Dua puluh empat jam berikutnya terasa seperti hidup di dua dunia yang berjalan paralel. Di dunia pertama, dunia yang terlihat, aku adalah Aletta Virmana, CEO yang sedang melakukan pengendalian kerusakan. Aku mengeluarkan pernyataan pers yang telah direstui dewan, berbicara dengan investor yang gelisah dengan nada suara yang tenang dan meyakinkan, dan mengadakan rapat dengan tim PR untuk merancang strategi jangka panjang memulihkan citra perusahaan. Aku adalah seorang profesional yang terkepung, tetapi tetap memegang kendali.
Tetapi di dunia kedua, dunia yang tersembunyi, yang hanya ada di dalam keheningan kantorku yang terkunci dan di balik layar ponsel rahasiaku, aku adalah sesuatu yang lain. Aku adalah seorang kepala intelijen. Seorang penguntit. Seorang pendengar setia dari kehidupan orang lain.
Laporan pertama dari penyelidik swastaku datang dalam bentuk folder digital yang terenkripsi, tepat saat aku sedang berada di tengah-tengah panggilan konferensi yang menegangkan. Aku harus menggunakan seluruh kekuatanku untuk tetap fokus pada suara para bankir di telepon, sementara godaan untuk membuka folder itu terasa seperti gatal di bawah kulit.
Begitu panggilan selesai, aku mengunci pintu kantorku. Aku membuka folder itu. Isinya adalah mosaik dari kehidupan Reno Dirgantara selama 24 jam terakhir. Foto-foto berkualitas tinggi yang diambil dari jarak jauh: Reno keluar dari kosannya, Reno membeli kopi di sebuah kedai kecil, Reno duduk sendirian di taman membaca buku, Reno masuk ke pusat kebugaran.
Semuanya tampak normal. Sangat normal. Kehidupan seorang mahasiswa yang sedang diskors. Tidak ada pertemuan rahasia. Tidak ada panggilan telepon yang mencurigakan. Hanya kebosanan yang banal. Aku menggulir foto-foto itu, merasa sedikit konyol. Apakah aku baru saja menghabiskan sejumlah uang yang tidak masuk akal untuk melihat musuhku membeli alpukat?
Lalu aku sadar. Ketenangan inilah yang menjadi bagian dari permainannya. Dia tahu dia mungkin diawasi. Dia sedang menampilkan pertunjukan normalitas.
Kemudian, aku membuka sub-folder kedua. Ini yang kutunggu-tunggu. "AUDIO - KENDARAAN R.D." Penyelidikku telah berhasil. Dia telah memasang penyadap di mobil Reno.

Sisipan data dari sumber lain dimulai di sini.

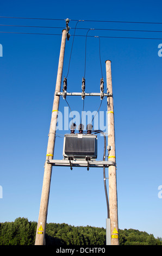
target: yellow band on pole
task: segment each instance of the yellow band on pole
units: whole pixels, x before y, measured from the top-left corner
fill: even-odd
[[[47,155],[46,155],[46,156],[53,156],[53,155],[52,155],[52,154],[47,154]]]

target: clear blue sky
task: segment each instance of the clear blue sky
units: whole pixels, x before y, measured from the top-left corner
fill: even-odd
[[[162,22],[161,8],[160,1],[6,1],[1,4],[0,16]],[[61,21],[0,21],[3,25],[65,26]],[[74,28],[76,23],[71,21],[69,26]],[[161,24],[80,22],[77,27],[162,31]],[[2,26],[0,30],[60,35],[62,31]],[[76,31],[78,35],[86,33]],[[105,61],[111,61],[119,228],[162,237],[162,199],[158,190],[162,185],[162,57],[158,54],[162,33],[94,31],[89,35],[161,38],[101,38],[101,55],[105,88]],[[67,74],[72,39],[66,41],[63,76]],[[81,91],[85,40],[85,37],[74,38],[68,92]],[[60,41],[61,35],[0,33],[1,222],[18,217],[38,221]],[[99,92],[98,45],[97,38],[88,38],[87,92]],[[67,100],[72,110],[82,111],[81,99]],[[67,104],[62,99],[60,102],[63,111]],[[97,110],[99,104],[99,98],[86,98],[85,110]],[[106,110],[105,99],[101,110]],[[60,131],[64,132],[67,131]],[[102,143],[98,157],[102,157]],[[62,151],[63,139],[57,137],[54,157],[61,159]],[[105,227],[106,217],[102,169],[53,169],[47,222]]]

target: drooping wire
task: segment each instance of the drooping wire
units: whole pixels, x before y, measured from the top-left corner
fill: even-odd
[[[77,21],[77,22],[76,23],[76,27],[75,27],[75,28],[74,28],[74,34],[73,35],[73,38],[72,43],[72,46],[71,46],[71,53],[70,53],[70,59],[69,59],[69,63],[68,63],[68,71],[67,71],[67,75],[66,75],[66,78],[67,78],[67,76],[68,76],[68,72],[69,72],[70,64],[70,60],[71,60],[71,54],[72,54],[72,48],[73,48],[73,42],[74,42],[74,36],[75,36],[75,33],[76,33],[76,28],[77,28],[77,26],[78,22],[79,22],[79,21],[84,21],[79,20],[79,21]]]
[[[103,74],[102,74],[102,64],[101,64],[101,46],[100,46],[100,38],[99,36],[95,36],[99,39],[99,60],[100,60],[100,65],[101,65],[101,75],[102,78],[103,78]]]
[[[95,133],[102,133],[104,137],[104,151],[103,151],[103,161],[105,161],[105,152],[106,152],[106,145],[107,145],[107,141],[104,132],[101,130],[94,130],[91,131],[92,132],[95,132]],[[108,218],[109,218],[109,199],[108,196],[108,192],[107,189],[107,184],[106,184],[106,178],[105,178],[105,166],[103,165],[103,181],[104,181],[104,190],[105,190],[105,194],[106,197],[106,202],[107,202],[107,216]]]
[[[87,39],[87,35],[88,32],[91,31],[94,29],[94,28],[90,28],[88,32],[86,32],[86,39],[85,39],[85,64],[84,64],[84,78],[85,78],[85,67],[86,67],[86,39]],[[80,120],[80,124],[82,124],[82,117],[83,117],[83,111],[84,111],[84,100],[85,98],[83,99],[83,110],[82,112],[82,115],[81,115],[81,120]]]
[[[101,101],[101,103],[100,103],[99,107],[99,108],[98,108],[98,109],[97,110],[97,112],[96,113],[96,114],[95,114],[94,117],[93,117],[93,118],[92,118],[92,119],[91,124],[92,124],[92,121],[93,121],[93,120],[94,120],[95,117],[96,117],[96,114],[97,114],[97,113],[98,112],[98,111],[99,111],[99,109],[100,109],[100,108],[101,108],[101,105],[102,105],[102,100]]]
[[[84,65],[84,78],[85,78],[86,55],[86,39],[87,39],[88,33],[91,30],[94,30],[94,28],[90,28],[88,31],[88,32],[86,33],[86,34],[85,45],[85,65]]]
[[[95,36],[95,37],[96,37],[96,38],[98,38],[99,39],[99,60],[100,60],[100,65],[101,65],[101,75],[102,75],[102,78],[103,78],[103,74],[102,74],[102,64],[101,64],[101,50],[100,50],[100,48],[101,48],[101,45],[100,45],[100,38],[99,38],[99,36]],[[102,99],[101,100],[101,103],[100,103],[100,105],[99,105],[99,108],[97,110],[97,112],[96,113],[95,115],[94,115],[94,118],[92,118],[92,121],[91,121],[91,124],[92,123],[92,121],[95,117],[95,116],[96,115],[96,114],[97,114],[97,113],[98,112],[100,108],[101,108],[101,105],[102,105]]]
[[[68,105],[68,107],[69,107],[69,109],[70,109],[70,110],[71,114],[72,120],[73,120],[73,115],[72,115],[72,111],[71,111],[71,107],[70,107],[70,105],[68,104],[68,103],[67,100],[66,100],[66,99],[65,99],[65,101],[66,101],[66,102],[67,103],[67,105]]]

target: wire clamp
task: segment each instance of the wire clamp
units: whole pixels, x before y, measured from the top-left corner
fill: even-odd
[[[103,89],[104,89],[104,82],[103,82],[103,79],[101,78],[100,80],[100,92],[101,92],[101,100],[103,100],[104,98],[104,93],[103,93]]]
[[[82,78],[82,97],[83,100],[85,98],[85,80],[84,77]]]
[[[67,94],[67,78],[66,77],[65,77],[64,76],[64,86],[63,86],[63,97],[64,100],[65,100],[66,97],[66,94]]]
[[[69,40],[69,38],[70,38],[70,34],[68,33],[68,31],[69,31],[69,29],[70,29],[70,27],[69,27],[68,26],[68,22],[69,22],[69,19],[66,19],[66,38],[67,38],[67,39],[68,41]]]

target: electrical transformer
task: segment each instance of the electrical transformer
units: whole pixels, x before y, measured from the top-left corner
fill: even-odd
[[[68,160],[96,160],[97,137],[94,134],[65,135],[63,156]]]

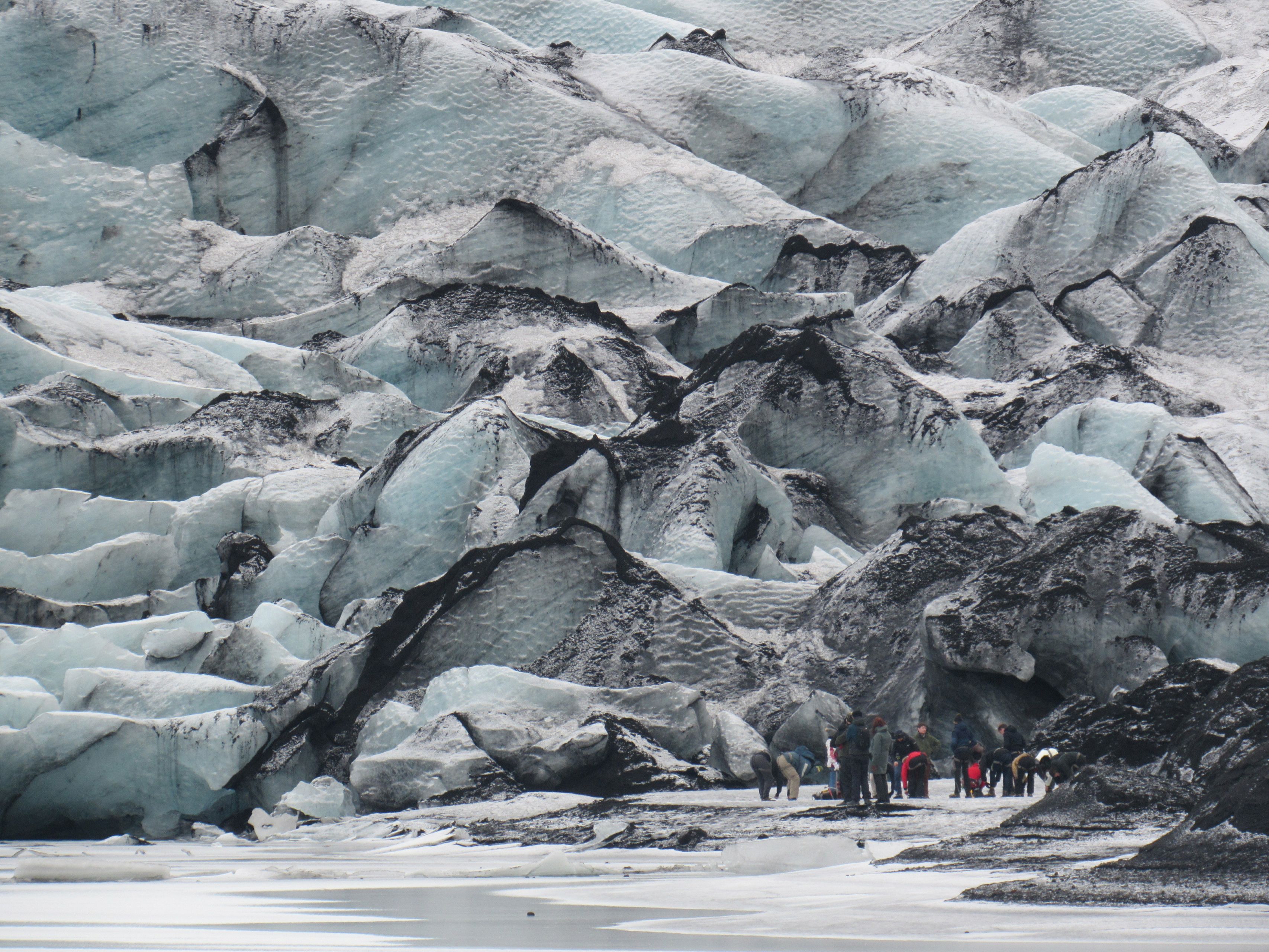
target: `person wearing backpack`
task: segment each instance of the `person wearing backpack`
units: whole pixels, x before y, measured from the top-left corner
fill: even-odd
[[[802,788],[802,778],[815,767],[815,754],[799,745],[777,757],[775,767],[784,774],[784,782],[789,788],[789,800],[797,800],[798,791]]]
[[[873,776],[873,784],[877,787],[877,802],[890,802],[890,764],[893,758],[895,741],[890,736],[890,727],[882,717],[873,718],[872,743],[868,745],[868,769]]]
[[[872,734],[864,726],[863,711],[850,715],[850,726],[846,727],[843,750],[846,763],[846,790],[841,796],[844,803],[872,803],[868,793],[868,751],[872,745]]]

Dengan jantung berdebar, aku memasang earphone dan memutar file audio pertama. Suaranya jernih. Aku mendengar suara kunci dimasukkan, mesin mobil menyala, dan musik indie yang tidak kukenali mulai mengalun. Selama dua puluh menit, hanya itu yang kudengar. Musik, suara lalu lintas, dan sesekali, suara Reno yang bersenandung pelan mengikuti irama.
Mendengarkan ini terasa seperti sebuah pelanggaran yang intim. Aku tidak hanya mengawasinya; aku berada di dalam ruang pribadinya, menjadi penumpang tak terlihat dalam perjalanannya yang entah ke mana.
Lalu, dia membuat panggilan. Aku mengecek log dari penyelidik. Panggilan itu ditujukan kepada "Ibu". Aku menahan napas.
"Halo, Bu," suara Reno terdengar di earphone-ku. Suaranya terdengar berbeda. Lebih hangat, lebih santai.
"Reno? Bagaimana kabarmu, Nak?" suara seorang wanita paruh baya yang terdengar lelah menjawab.
"Baik, Bu. Aku baik-baik saja. Ibu sudah minum obat?"
"Sudah, sudah. Jangan khawatirkan Ibu. Bagaimana di sana? Ibu dengar dari tetangga ada berita-berita... tidak enak."